Gli uffici postali sono da sempre il mio guilty pleasure quindi no, non sono gli effetti della quarantena sulla gente a farmeli rivalutare. Scrivo ancora a mano – tendinite permettendo – lettere, cartoline e quegli adorabili bigliettini di compleanno e ringraziamento che oltre oceano vanno così di moda. A Macao ne ho comprati una vagonata e li abbellisco con il mio hobby preferito, lo scrapbooking. Il romanticismo di un pensiero impresso su carta, in uno scrigno così piccolo, la busta, eppure tanto prezioso mi emoziona sempre.
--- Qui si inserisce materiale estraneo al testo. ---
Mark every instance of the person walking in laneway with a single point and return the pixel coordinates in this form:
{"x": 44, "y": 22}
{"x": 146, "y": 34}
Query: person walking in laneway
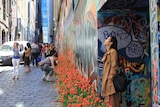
{"x": 15, "y": 60}
{"x": 34, "y": 52}
{"x": 110, "y": 60}
{"x": 48, "y": 65}
{"x": 27, "y": 57}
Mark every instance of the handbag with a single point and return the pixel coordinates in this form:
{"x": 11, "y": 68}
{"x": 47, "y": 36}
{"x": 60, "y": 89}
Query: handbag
{"x": 120, "y": 81}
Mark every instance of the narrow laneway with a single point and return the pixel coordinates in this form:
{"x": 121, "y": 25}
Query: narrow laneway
{"x": 28, "y": 91}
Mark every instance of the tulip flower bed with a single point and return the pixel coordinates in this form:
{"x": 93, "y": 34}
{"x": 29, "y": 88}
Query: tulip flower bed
{"x": 74, "y": 90}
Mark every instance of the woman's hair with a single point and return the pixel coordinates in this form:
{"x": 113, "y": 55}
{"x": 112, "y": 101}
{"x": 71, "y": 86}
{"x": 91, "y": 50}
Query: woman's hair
{"x": 114, "y": 40}
{"x": 55, "y": 54}
{"x": 28, "y": 45}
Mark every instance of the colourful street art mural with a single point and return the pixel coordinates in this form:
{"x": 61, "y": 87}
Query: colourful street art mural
{"x": 132, "y": 33}
{"x": 77, "y": 38}
{"x": 154, "y": 52}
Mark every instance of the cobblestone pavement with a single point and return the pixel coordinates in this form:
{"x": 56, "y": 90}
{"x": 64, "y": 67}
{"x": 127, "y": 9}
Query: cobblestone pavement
{"x": 28, "y": 91}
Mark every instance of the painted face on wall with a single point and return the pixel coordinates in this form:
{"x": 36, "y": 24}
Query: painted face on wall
{"x": 107, "y": 41}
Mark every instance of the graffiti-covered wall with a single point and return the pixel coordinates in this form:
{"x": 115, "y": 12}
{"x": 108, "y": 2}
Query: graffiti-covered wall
{"x": 154, "y": 53}
{"x": 132, "y": 33}
{"x": 77, "y": 37}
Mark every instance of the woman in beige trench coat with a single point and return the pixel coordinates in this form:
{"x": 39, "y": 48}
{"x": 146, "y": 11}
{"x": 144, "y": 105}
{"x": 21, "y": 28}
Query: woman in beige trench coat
{"x": 110, "y": 61}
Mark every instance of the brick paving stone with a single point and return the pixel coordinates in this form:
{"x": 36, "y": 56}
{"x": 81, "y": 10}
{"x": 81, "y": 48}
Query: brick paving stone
{"x": 28, "y": 91}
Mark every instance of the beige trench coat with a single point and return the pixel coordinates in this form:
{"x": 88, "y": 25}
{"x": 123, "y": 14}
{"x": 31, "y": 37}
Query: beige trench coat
{"x": 110, "y": 61}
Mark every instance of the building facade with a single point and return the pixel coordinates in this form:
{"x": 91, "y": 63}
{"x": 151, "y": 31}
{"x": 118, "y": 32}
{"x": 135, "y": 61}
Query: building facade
{"x": 82, "y": 27}
{"x": 4, "y": 20}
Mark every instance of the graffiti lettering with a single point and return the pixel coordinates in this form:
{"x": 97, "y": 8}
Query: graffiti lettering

Siccome però non ho il dono dell’essenzialità e vengo dalla cultura che Casa Surace ha ribattezzato come “i pacchi da giù” il mio concetto di prendersi cura di chi amo include pesantissime scatole piene di qualunque cosa.
Complici la tendinite di cui sopra e la mia goffaggine, spesso rotolano sul marciapiede nel mio tragitto di otto minuti a piedi da casa al più vicino ufficio postale quindi le imballo come se dovessero essere provvigioni da mandare in un Paese in guerra, con doppio strato di carta da pacco, scotch a tripla durata e spago ultraresistente. E mi diverte questo laborioso lavoro da elfo di Babbo Natale che poi viaggia lontano, dove io in questo periodo non posso andare. Tutto questo per dire che andare in Posta a me rende felice. Sempre. Meno di un aeroporto, ma pur sempre felice.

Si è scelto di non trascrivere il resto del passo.